The new hires come amid increasing competition for talent and resources between the major players in AI. Meta CEO Mark Zuckerberg has been on an aggressive hiring spree, luring at least seven people from OpenAI with unusually high pay packages and vast amounts of compute for their research. The maneuvers prompted OpenAI’s CEO, Sam Altman, to tell staff recently that the company would likely recalibrate its compensation for researchers to better compete.
Zuckerberg has also targeted a number of employees at Thinking Machines Lab, a startup led by OpenAI’s former chief technology officers, Mira Murati, along with OpenAI cofounder John Schulman, WIRED confirms.
Snagging several prominent figures from Tesla, xAI, and X, could inflame tensions between Altman and Elon Musk, who cofounded OpenAI in 2015 before leaving three years later in a dispute over direction and leadership. Musk is currently suing OpenAI, which he accuses of abandoning its original mission to develop AI for the benefit of humanity. The company shifted from a pure nonprofit in 2019, creating a for-profit arm and then taking billions in investment from Microsoft. OpenAI is countersuing Musk, accusing him of unfair competition and interfering with its business.

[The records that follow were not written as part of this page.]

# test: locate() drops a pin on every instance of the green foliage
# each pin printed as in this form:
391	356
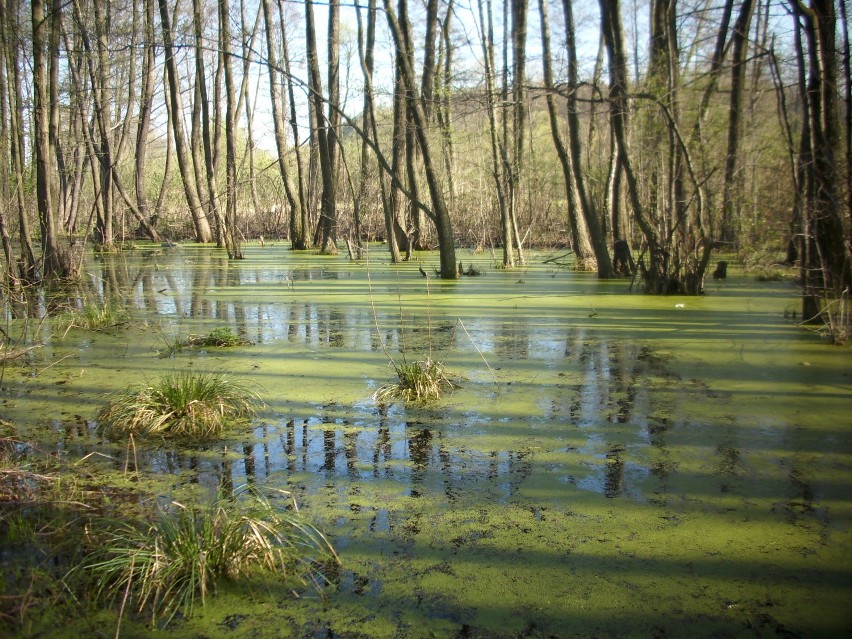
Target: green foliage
222	337
93	316
175	563
194	405
419	381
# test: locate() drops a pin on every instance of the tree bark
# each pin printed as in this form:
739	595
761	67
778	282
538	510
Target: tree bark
730	208
593	223
440	213
325	141
579	232
199	218
56	261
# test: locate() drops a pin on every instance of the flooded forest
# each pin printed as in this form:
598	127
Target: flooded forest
439	319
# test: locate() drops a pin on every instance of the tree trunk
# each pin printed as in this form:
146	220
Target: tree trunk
56	261
328	204
9	25
497	151
440	213
230	231
146	104
730	207
299	219
593	223
199	218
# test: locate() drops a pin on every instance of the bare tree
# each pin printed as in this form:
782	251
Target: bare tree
199	218
56	260
439	214
576	222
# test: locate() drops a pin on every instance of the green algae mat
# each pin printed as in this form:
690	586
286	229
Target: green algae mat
609	464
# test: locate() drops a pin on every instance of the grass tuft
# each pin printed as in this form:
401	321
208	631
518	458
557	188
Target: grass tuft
174	564
193	405
222	337
419	381
92	317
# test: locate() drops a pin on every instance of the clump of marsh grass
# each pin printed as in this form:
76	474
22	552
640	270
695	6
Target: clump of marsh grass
222	337
419	381
194	405
92	317
175	563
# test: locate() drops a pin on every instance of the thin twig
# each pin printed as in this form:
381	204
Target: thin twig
464	328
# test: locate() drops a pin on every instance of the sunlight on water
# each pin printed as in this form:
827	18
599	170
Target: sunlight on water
601	447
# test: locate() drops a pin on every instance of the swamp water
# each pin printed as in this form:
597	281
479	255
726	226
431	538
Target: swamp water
610	465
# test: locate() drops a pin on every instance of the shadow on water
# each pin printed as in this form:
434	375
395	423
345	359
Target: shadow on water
602	448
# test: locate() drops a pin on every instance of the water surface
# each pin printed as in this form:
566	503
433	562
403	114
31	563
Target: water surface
611	464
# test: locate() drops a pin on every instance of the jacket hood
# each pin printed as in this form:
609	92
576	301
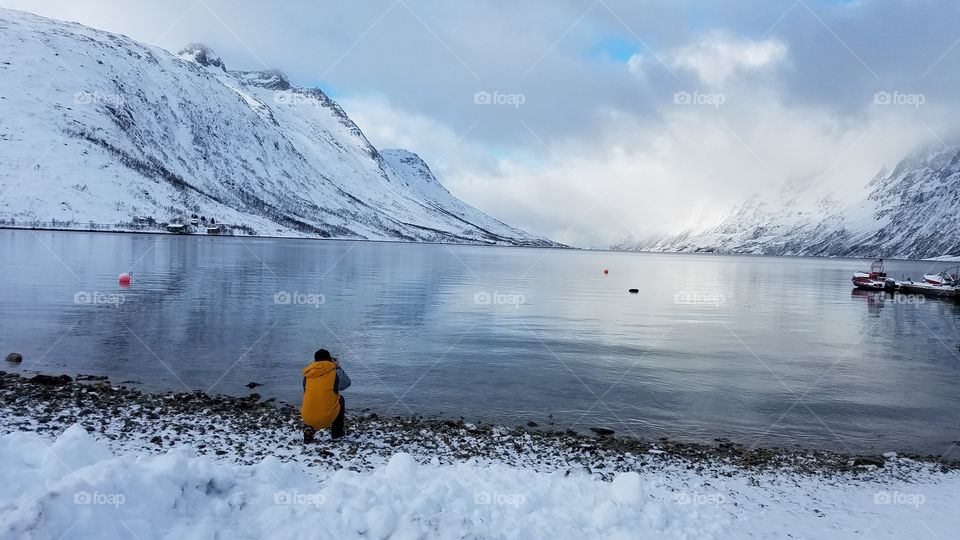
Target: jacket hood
318	369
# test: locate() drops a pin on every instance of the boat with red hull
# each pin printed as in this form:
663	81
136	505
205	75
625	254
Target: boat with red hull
874	280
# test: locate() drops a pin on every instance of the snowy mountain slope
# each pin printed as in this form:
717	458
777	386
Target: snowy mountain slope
910	212
95	127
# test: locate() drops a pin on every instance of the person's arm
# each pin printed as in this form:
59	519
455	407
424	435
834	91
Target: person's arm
343	380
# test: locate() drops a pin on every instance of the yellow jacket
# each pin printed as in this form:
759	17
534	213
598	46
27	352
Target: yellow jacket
321	402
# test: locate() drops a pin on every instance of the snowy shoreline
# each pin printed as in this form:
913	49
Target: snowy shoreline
90	460
237	428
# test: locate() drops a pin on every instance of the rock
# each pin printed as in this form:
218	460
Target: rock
864	461
50	380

The war for talent within the AI industry has been intense since OpenAI released ChatGPT to the public in late 2022. Things have ramped up lately, however, with some researchers and executives talking up the odds of achieving so-called artificial superintelligence, or machines that can out-think any human on any task. The prospect of reaching such a transformative inflection point first has firms rethinking what constitutes normal hiring practices.
ChatGPT also revealed scaling to be crucial to advancing AI. This is because today’s models become more capable and can display surprising new skills as more data and computer power is used in training and running those models.
Big AI companies are also racing to find new markets for their products. WIRED reported this week that OpenAI and Microsoft are developing a plan to make AI training available to educators across the US.
Update 7/8/25 7pm ET: This story has been updated with a statement from OpenAI.